What actually shipped
The project now includes an official add-on for Blender that connects to an external solver backend, rather than replacing Blender’s built-in simulation stack. The add-on acts as a client and runs anywhere Blender runs, including macOS, while the solver engine runs separately. And if you understand higher physics, here is an explainer. Fort the rest of us:

ZOZO’s Contact Solver codebase lives on GitHub, and the solver is a contact solver for physics-based simulations involving shells, solids, and rods. The project uses the Apache License 2.0, which you may use, modify, and redistribute the code in commercial products, including proprietary software, as long as you preserve the required notices.
A release tagged “Blender Add-on 1.0.6” has support for armature-driven deformable colliders and bug fixes related to paths containing empty spaces. That is a very production-shaped patch note, because file paths love whitespace even when pipelines do not.

The headline features, minus the marketing glitter
The add-on is exposing finite element deformable and penetration-free contacts, plus strictly strain-limited cloth intended not to stretch like rubber. That last bit aims at the old pain point where cltoh behaves like chewing gum under stress.
The tool targets cloud-deployed GPUs, with examples such as vast.ai and AWS, while still allowing local runs if you have a powerful NVIDIA GPU. It also states the workflow can run locally or remotely on Windows and Linux, with macOS supported via a remote solver engine because CUDA does not run there. Why would it.
The core technology is backed by a peer-reviewed publication in Transactions on Graphics for SIGGRAPH Asia 2024.
Hardware and deployment reality
The installation makes the split explicit: the add-on is just a client, but the solver backend requires an NVIDIA GPU with CUDA 12.x. That makes the tool’s core constraint very clear: your workstation can be lightweight, but your backend needs serious GPU muscle. There are multiple ways to connect to a backend, including running on the same machine, using an SSH-reachable Linux host, using a Docker container, or using a Windows workstation. In other words, it is built for the common studio pattern where artists drive a tool from a DCC while compute happens elsewhere.

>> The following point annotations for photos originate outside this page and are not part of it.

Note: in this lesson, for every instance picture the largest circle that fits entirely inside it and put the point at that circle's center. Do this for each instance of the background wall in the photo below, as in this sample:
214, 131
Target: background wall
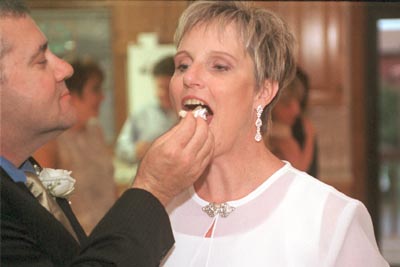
329, 50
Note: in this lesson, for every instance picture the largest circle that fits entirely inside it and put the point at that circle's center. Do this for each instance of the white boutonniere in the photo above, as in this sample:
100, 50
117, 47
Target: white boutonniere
58, 183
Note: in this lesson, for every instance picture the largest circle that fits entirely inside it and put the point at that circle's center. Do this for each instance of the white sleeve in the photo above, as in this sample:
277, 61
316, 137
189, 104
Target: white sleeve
355, 239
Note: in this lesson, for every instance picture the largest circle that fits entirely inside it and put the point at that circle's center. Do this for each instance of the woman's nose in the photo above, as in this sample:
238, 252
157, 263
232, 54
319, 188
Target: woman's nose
192, 77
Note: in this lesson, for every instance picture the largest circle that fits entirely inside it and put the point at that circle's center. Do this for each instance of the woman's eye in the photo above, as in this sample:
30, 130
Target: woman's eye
220, 67
182, 67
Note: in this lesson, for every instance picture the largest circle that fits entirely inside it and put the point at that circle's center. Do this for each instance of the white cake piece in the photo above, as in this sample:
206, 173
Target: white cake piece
197, 112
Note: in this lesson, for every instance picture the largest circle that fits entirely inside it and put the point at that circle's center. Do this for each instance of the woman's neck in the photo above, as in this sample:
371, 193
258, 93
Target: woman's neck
233, 176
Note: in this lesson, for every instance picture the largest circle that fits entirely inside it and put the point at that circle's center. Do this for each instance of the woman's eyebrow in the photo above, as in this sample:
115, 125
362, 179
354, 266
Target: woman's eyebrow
42, 48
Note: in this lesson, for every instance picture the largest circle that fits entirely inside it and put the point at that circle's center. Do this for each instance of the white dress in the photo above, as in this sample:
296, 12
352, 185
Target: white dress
292, 219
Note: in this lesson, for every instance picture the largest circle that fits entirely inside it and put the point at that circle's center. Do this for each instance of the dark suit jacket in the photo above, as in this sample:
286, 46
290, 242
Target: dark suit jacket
135, 232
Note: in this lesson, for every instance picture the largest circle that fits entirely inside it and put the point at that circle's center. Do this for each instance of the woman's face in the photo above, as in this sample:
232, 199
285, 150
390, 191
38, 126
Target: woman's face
88, 104
214, 69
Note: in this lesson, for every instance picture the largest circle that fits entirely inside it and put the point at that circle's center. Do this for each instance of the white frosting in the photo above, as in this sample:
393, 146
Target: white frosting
198, 112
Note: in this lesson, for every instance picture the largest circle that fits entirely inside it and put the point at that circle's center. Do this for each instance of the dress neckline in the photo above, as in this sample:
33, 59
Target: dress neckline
249, 197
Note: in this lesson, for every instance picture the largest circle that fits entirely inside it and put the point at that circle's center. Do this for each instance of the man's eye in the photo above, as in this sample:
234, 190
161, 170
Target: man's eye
182, 67
221, 67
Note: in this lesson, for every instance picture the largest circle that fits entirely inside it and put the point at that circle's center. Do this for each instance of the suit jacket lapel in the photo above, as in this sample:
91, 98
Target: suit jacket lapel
49, 234
63, 203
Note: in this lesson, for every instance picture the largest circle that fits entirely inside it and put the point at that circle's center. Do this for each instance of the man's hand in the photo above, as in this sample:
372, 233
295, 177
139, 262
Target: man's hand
176, 159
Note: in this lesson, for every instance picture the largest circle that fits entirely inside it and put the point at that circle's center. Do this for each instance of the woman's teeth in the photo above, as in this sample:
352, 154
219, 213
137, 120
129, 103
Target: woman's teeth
199, 111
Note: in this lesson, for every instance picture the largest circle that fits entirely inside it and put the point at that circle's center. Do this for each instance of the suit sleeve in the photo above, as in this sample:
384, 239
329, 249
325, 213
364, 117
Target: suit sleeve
135, 232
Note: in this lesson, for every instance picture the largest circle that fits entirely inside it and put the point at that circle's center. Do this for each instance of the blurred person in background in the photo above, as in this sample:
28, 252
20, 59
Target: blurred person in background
83, 150
140, 130
250, 208
292, 135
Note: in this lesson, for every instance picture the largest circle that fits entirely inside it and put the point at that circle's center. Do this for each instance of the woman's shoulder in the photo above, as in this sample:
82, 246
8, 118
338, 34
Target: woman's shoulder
316, 189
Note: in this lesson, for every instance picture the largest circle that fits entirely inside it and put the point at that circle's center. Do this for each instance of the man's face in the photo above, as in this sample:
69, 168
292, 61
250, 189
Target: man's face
34, 98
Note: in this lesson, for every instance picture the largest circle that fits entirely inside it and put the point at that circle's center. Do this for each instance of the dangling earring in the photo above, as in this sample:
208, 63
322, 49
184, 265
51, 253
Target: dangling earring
258, 136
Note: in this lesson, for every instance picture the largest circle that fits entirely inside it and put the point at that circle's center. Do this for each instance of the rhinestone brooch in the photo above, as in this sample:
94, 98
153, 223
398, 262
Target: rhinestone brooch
213, 209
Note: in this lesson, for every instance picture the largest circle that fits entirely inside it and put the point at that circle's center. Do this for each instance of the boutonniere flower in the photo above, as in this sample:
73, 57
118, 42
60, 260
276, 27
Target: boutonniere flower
58, 183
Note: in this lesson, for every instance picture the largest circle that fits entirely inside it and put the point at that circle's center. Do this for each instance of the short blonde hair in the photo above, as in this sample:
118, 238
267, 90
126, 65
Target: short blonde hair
265, 36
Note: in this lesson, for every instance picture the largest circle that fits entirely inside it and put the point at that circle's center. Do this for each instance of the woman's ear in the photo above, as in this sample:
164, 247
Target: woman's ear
265, 95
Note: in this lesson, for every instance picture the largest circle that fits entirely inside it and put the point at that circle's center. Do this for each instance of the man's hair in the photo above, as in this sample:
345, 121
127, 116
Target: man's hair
83, 70
9, 8
164, 67
264, 35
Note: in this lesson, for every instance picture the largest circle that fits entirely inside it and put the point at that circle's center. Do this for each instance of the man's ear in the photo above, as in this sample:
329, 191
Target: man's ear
265, 95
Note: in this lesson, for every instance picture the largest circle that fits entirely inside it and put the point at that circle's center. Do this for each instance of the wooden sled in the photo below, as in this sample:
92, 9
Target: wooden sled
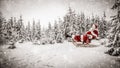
80, 44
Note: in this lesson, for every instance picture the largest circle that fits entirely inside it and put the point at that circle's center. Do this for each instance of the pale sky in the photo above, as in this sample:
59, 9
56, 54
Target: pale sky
50, 10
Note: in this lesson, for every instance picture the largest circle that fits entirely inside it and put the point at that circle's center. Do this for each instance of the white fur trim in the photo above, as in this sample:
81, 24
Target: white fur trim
73, 36
82, 38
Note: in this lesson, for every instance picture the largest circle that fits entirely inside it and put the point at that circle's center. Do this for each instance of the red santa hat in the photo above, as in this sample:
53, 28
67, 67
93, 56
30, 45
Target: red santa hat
94, 26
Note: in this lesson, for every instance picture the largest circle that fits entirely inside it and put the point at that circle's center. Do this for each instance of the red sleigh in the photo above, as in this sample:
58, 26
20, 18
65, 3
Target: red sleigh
86, 38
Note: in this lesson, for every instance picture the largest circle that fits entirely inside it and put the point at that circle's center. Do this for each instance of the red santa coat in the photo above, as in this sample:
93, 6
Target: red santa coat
81, 38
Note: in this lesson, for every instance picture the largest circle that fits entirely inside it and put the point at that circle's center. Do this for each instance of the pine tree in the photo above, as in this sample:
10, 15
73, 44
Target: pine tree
33, 30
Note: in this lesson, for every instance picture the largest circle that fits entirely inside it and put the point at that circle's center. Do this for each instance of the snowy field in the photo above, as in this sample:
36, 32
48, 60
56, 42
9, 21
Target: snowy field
66, 55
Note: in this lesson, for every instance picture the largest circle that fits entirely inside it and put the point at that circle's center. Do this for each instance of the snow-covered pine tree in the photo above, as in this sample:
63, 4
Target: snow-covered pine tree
28, 28
1, 34
69, 20
55, 29
103, 26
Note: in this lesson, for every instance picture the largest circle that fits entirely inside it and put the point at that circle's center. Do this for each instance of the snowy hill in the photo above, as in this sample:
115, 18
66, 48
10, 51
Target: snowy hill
66, 55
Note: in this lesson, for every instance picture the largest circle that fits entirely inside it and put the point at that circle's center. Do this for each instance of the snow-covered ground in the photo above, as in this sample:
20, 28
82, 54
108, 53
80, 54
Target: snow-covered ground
65, 55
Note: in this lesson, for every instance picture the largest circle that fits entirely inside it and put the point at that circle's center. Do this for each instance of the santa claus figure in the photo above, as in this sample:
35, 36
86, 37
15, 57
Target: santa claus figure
88, 36
93, 32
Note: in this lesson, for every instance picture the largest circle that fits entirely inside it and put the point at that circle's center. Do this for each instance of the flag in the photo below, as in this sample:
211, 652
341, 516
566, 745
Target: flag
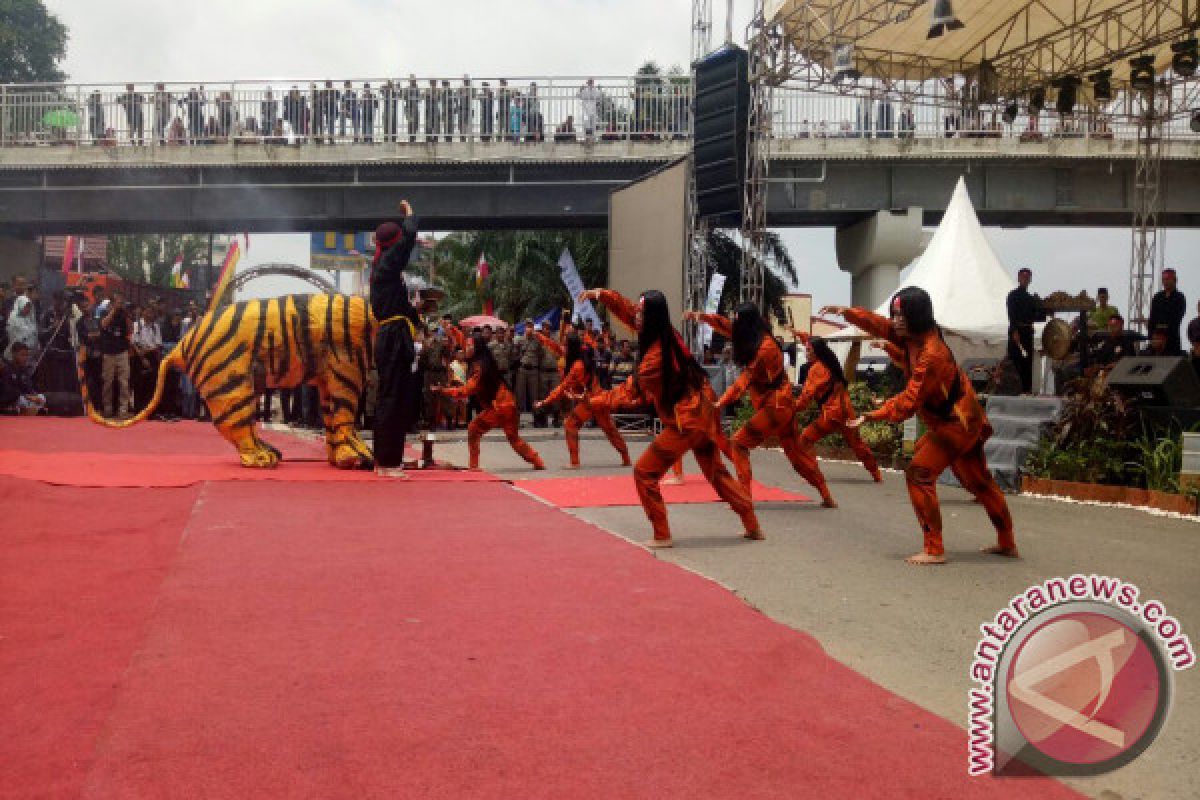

The repository also includes a section on deploying on cloud services and includes example hourly costs for specific setups, such as approximately €0.76 per hour for a Scaleway setup and around $1 per hour for a described Amazon instance configuration. Those numbers relate to the referenced cloud configurations, not a license fee for the tool itself. And not the pricing when you did saomething a little bit wrong and are accumulating AWS-bills like a torado in a bank. You know what I am talking about.